Inspirations pour demain

De nombreuses métropoles à travers le monde ont déjà été confrontées à des défis comparables.

Au Japon, l’Université de Kyushu a mis près de vingt ans à achever son transfert vers le nouveau campus d’Ito. La réussite du projet ne tient pas seulement à son ampleur mais surtout à sa capacité à créer une véritable cité du savoir associant enseignement, recherche, innovation technologique et cadre de vie.

En Allemagne, le quartier résidentiel de Drewitz a été réhabilité selon des principes de développement durable tout en garantissant les droits et le maintien des habitants sur place.

En République de Corée, l’expérience de Séoul a démontré qu’aucun programme de renouvellement urbain ne peut réussir durablement sans la participation active des citoyens aux processus de décision.

La porte Dongdaemun, vestige du XIVe siècle de la muraille de Hanyang (dynastie Joseon), à Séoul.
Photo : VNA/CVN

Toutes ces expériences convergent vers une même conclusion : l’urbanisme n’est pas uniquement une affaire technique.

C’est avant tout une question humaine.

L’art de vivre la ville

Pour le député et chercheur Bùi Hoài Son, la vitalité de Hanoï trouve sa source dans l’esprit de Thăng Long, forgé au fil des générations.

Cet esprit réside dans la capacité à accueillir la nouveauté sans perdre son identité, à se transformer sans renoncer à ses valeurs fondamentales, à regarder vers l’avenir sans oublier le passé.

Dans sa nouvelle vision stratégique, Hanoï ne se contente pas d’étendre son espace urbain. La ville ambitionne de devenir une métropole multipolaire reliant le centre historique aux villes satellites grâce à un réseau moderne de transports, de lignes ferroviaires urbaines et de nouvelles infrastructures.

À l’ouest, notamment autour de Hòa Lac, émergent progressivement de nouveaux pôles universitaires, scientifiques et technologiques appelés à devenir des moteurs de croissance pour la capitale.

Mais l’avenir de Hanoï ne se mesurera pas uniquement à la hauteur de ses immeubles ou à la largeur de ses avenues.

Une ville moderne qui perdrait sa profondeur culturelle risquerait de perdre une part essentielle de son attractivité.

L’Opéra de Hanoï, l’un des symboles architecturaux de la capitale, représentant les strates du patrimoine culturel et l’espace historique préservé au cœur du développement urbain.
Photo : VNA/CVN

À l’inverse, une ville capable de transformer son patrimoine en ressource de développement, sa mémoire en moteur de créativité et son identité en avantage compétitif disposera d’une force durable.

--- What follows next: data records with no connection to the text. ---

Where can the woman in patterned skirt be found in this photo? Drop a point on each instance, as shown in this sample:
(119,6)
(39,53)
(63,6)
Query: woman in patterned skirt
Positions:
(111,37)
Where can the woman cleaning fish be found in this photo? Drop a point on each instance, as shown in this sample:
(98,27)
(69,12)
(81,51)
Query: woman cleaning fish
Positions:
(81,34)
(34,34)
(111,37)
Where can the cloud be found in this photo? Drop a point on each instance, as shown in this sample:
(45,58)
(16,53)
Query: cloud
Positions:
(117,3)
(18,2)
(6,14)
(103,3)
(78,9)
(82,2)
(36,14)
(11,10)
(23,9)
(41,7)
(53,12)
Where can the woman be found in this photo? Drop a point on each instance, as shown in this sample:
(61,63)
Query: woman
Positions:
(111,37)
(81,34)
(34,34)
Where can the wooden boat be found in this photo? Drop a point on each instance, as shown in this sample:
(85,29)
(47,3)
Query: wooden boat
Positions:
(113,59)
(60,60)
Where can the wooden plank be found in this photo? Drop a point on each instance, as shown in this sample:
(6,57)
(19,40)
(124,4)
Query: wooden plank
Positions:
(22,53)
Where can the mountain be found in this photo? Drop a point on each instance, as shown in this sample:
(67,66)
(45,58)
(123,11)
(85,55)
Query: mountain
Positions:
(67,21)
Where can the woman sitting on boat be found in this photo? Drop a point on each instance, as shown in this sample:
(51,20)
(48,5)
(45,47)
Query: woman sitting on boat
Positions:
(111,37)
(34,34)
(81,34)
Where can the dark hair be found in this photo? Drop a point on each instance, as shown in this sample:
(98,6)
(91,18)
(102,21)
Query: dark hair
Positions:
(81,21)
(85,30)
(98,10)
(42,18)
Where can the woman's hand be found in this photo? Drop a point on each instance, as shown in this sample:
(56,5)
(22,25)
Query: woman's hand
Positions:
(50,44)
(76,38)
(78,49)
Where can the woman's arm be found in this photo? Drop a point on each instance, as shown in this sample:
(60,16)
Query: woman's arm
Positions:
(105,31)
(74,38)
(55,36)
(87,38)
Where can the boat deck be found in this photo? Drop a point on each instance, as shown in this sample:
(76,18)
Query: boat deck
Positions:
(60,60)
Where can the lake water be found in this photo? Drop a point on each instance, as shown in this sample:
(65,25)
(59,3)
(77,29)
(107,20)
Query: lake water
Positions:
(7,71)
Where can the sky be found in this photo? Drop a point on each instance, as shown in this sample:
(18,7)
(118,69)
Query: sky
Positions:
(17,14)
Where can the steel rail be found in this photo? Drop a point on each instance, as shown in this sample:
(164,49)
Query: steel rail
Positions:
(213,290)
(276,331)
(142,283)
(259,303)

C’est également le souhait exprimé par le compositeur Trương Quý Hải, qui espère que les futurs quartiers urbains permettront aux enfants d’aujourd’hui de construire à leur tour des souvenirs de solidarité, d’amitié et de partage semblables à ceux des générations précédentes.

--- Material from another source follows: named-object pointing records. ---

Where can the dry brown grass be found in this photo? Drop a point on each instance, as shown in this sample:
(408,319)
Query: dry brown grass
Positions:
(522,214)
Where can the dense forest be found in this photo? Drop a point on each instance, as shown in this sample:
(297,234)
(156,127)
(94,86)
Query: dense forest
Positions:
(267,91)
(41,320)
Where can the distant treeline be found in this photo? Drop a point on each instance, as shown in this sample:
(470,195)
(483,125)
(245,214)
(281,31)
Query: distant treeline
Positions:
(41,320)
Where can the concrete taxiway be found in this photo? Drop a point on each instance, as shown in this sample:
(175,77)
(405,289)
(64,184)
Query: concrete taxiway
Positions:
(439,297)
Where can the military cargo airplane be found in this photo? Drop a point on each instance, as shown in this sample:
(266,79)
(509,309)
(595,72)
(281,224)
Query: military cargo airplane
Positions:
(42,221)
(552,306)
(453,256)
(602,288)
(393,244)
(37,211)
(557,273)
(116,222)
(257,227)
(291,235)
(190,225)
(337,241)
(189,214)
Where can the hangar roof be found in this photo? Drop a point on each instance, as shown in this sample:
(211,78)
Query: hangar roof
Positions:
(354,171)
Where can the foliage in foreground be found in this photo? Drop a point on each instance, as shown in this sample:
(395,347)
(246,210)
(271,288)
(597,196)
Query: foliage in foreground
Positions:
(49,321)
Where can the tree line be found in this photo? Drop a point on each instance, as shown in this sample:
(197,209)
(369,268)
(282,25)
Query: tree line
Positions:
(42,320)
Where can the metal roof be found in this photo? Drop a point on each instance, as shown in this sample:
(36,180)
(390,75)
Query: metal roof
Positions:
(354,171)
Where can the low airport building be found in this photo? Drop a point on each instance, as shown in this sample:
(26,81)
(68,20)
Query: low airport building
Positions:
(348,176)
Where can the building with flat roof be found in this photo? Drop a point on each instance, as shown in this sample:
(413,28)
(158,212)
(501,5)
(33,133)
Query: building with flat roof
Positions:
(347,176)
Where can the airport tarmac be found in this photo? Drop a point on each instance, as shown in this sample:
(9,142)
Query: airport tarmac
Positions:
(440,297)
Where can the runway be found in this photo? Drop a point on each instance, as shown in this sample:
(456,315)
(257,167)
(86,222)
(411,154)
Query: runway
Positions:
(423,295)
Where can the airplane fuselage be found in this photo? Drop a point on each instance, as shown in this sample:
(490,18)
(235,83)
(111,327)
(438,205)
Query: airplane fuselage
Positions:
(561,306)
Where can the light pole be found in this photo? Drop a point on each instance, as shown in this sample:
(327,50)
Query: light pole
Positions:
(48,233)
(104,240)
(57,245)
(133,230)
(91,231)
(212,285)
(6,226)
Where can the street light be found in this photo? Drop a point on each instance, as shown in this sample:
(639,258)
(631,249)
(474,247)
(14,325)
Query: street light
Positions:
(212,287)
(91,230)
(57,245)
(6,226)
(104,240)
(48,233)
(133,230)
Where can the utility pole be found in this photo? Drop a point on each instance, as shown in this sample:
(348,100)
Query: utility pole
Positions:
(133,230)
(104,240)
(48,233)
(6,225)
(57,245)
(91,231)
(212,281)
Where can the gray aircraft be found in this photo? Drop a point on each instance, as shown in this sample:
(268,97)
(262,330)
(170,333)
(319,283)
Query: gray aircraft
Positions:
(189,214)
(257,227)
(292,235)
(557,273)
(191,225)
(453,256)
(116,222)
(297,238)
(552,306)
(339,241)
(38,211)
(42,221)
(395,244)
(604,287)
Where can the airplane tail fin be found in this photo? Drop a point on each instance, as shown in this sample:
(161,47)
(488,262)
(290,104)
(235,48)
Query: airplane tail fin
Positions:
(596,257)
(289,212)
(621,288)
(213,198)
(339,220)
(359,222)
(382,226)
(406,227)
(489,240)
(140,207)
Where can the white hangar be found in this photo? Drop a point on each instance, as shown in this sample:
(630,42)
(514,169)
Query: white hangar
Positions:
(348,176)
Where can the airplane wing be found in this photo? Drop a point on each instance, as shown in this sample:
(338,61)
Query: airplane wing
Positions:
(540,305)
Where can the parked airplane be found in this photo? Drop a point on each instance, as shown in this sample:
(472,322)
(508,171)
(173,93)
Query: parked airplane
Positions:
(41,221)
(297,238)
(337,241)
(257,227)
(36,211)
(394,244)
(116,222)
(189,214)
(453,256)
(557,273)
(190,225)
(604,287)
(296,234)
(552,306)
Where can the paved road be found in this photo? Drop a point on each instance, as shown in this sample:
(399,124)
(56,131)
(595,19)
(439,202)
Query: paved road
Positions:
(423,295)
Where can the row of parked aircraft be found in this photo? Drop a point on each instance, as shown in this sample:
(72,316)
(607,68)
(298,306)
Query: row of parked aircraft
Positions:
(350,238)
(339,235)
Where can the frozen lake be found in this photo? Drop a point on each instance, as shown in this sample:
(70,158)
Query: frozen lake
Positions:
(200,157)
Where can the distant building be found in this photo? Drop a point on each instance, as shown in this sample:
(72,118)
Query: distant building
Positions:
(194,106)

C’est aussi l’aspiration de nombreux habitants de la capitale.

Demain, de nouveaux campus verront le jour. Les anciennes cités collectives revêtiront de nouveaux visages. Les corridors verts continueront de se développer au cœur de la métropole.

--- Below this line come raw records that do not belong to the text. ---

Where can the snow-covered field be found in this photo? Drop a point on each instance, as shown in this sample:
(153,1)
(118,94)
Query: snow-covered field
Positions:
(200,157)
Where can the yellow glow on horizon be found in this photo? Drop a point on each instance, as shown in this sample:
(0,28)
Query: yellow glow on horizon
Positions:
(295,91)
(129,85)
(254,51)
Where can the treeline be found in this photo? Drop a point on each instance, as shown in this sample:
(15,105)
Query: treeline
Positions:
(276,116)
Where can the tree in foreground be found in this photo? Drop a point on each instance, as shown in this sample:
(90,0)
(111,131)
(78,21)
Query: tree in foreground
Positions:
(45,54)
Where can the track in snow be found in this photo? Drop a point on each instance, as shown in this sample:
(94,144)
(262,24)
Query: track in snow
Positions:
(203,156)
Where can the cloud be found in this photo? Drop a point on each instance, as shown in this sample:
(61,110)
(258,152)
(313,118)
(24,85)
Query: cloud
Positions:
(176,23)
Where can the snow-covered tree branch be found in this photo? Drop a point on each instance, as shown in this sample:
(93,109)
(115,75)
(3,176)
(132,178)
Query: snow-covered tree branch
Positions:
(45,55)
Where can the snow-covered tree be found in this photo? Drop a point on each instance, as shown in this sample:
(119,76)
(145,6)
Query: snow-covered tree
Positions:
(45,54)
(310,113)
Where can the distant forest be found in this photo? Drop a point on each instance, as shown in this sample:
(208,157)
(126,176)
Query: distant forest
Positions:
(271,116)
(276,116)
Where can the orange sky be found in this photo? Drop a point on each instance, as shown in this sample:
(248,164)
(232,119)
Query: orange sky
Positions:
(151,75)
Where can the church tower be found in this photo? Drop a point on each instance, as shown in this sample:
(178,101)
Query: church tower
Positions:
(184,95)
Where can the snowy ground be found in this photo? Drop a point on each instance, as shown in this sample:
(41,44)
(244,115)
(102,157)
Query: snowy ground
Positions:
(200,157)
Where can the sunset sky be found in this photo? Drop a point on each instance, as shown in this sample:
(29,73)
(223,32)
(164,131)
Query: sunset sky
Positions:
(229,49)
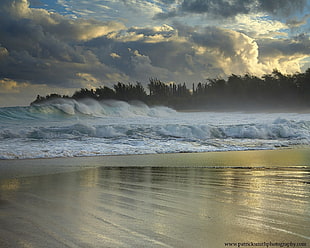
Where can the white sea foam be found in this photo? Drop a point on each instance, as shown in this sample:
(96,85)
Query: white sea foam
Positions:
(87,128)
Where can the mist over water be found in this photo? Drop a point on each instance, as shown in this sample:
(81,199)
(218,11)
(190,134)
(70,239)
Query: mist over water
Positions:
(66,128)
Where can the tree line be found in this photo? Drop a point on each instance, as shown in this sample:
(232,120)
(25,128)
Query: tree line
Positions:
(275,90)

Le temps transformera sans doute l’apparence de Hanoï.

Mais ce qui constitue sa valeur profonde ne réside pas uniquement dans ses infrastructures ou dans ses bâtiments.

Cette valeur repose sur sa capacité à relier le passé à l’avenir, la mémoire à la création, la culture au développement.

Comme le rappelle le professeur Pham Hông Tung, Hanoï possède une richesse exceptionnelle que peu de villes peuvent revendiquer : un héritage culturel millénaire, un esprit communautaire forgé par l’histoire et une vision de développement pensée pour le siècle à venir.

La cathédrale Saint-Joseph de Hanoï, repère architectural et espace culturel emblématique de la capitale, contribuant à forger une identité urbaine préservée à travers les générations. 
Photo : VNA/CVN

Forte de ces atouts, la capitale vietnamienne se trouve aujourd’hui à un moment décisif de son histoire. Elle a l’opportunité de construire une métropole moderne, intelligente, verte et créative ; une ville qui place l’être humain au centre de ses politiques publiques, fait du bonheur un objectif et de son identité culturelle une force motrice.

Il ne s’agit pas seulement d’édifier de nouveaux bâtiments.

Il s’agit de construire l’avenir à partir de la mémoire.

L’avenir d’une capitale qui, depuis plus de mille ans, puise dans son histoire la force d’inventer son destin.